Los nenúfares de Monet apuntan a un récord europeo
Las icónicas flores flotantes, el cielo reflejado y las ondulaciones del agua que vuelven efímera la frontera de lo tangible. Y aquí está la obra maestra: realizada en un momento crucial de la carrera de Claude Monet, Nymphéas pertenece al grupo fundamental de lienzos dedicados a los nenúfares ejecutados entre 1904 y 1909, un período durante el cual el artista transformó radicalmente el lenguaje de la pintura de paisaje. Al eliminar la línea del horizonte y disolver los límites del espacio, Monet convirtió la superficie de su estanque en un campo infinito de luz, color y reflejos.
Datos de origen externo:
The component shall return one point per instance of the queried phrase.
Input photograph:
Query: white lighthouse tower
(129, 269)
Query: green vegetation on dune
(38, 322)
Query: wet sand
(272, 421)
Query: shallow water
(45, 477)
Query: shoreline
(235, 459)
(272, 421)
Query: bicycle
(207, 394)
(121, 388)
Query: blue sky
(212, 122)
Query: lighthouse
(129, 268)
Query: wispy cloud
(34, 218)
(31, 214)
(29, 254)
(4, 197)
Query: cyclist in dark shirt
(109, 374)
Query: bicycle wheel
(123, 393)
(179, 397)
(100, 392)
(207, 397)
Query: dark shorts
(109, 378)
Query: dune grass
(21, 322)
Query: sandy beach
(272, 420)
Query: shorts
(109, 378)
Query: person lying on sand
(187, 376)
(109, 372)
El jardín acuático de Giverny le ofrecía una gama prácticamente infinita de efectos cambiantes y representaba para el artista una fuente inagotable de inspiración. Aquí se entrelazan sutiles tensiones entre superficie y profundidad, cercanía y distancia, permanencia y transitoriedad, reunidas en una atmósfera luminosa y en constante transformación. Hay más: Nymphéas está realizado en el codiciado formato cuadrado, una innovación compositiva que resultó decisiva para la evolución artística de Monet. Al renunciar a los formatos tradicionales del paisaje y el retrato, el artista eliminó por completo la línea del horizonte, acentuando el carácter inmersivo y casi abstracto de sus nenúfares y permitiendo al mismo tiempo una contemplación más íntima de la vegetación flotante y los reflejos ondulantes sobre el agua.
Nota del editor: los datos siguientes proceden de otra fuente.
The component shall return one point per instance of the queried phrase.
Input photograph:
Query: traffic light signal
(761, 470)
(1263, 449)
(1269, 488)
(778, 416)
El retrato de Camille, la primera esposa de Monet
La otra obra maestra es el retrato de Camille. Pintado en un momento crucial para el nacimiento del Impresionismo, este íntimo retrato de la amada primera esposa del artista representa un ejemplo significativo de su pionera práctica de la pintura en plein air, distinguiéndose por su inmediatez, espontaneidad y frescura de ejecución. Las obras que representan a la primera esposa de Monet son excepcionalmente raras: esta pintura es uno de los poquísimos retratos de Camille que han aparecido alguna vez en el mercado de subastas. La obra nunca había sido expuesta ni puesta a la venta en el Reino Unido y solo fue presentada al público en una ocasión, en París, en 1970. Y existe además una particularidad en el tema representado: a diferencia de la mayoría de las escenas costeras realizadas por Monet en la década de 1860, generalmente centradas en actividades marítimas, esta composición captura un momento íntimo y recogido, elevando una escena cotidiana a algo profundamente moderno. La pintura permaneció en posesión del artista hasta 1875, cuando fue adquirida por el poeta y crítico Émile Blémont, uno de los primeros defensores del Impresionismo. Realizada en el verano de 1870, en vísperas de la guerra franco-prusiana, la escena parece sorprendentemente ajena a las tensiones políticas de la época. Poco después, Monet huyó a Londres junto a Camille y a su hijo, llevando consigo varias obras pertenecientes a este período decisivo de su carrera.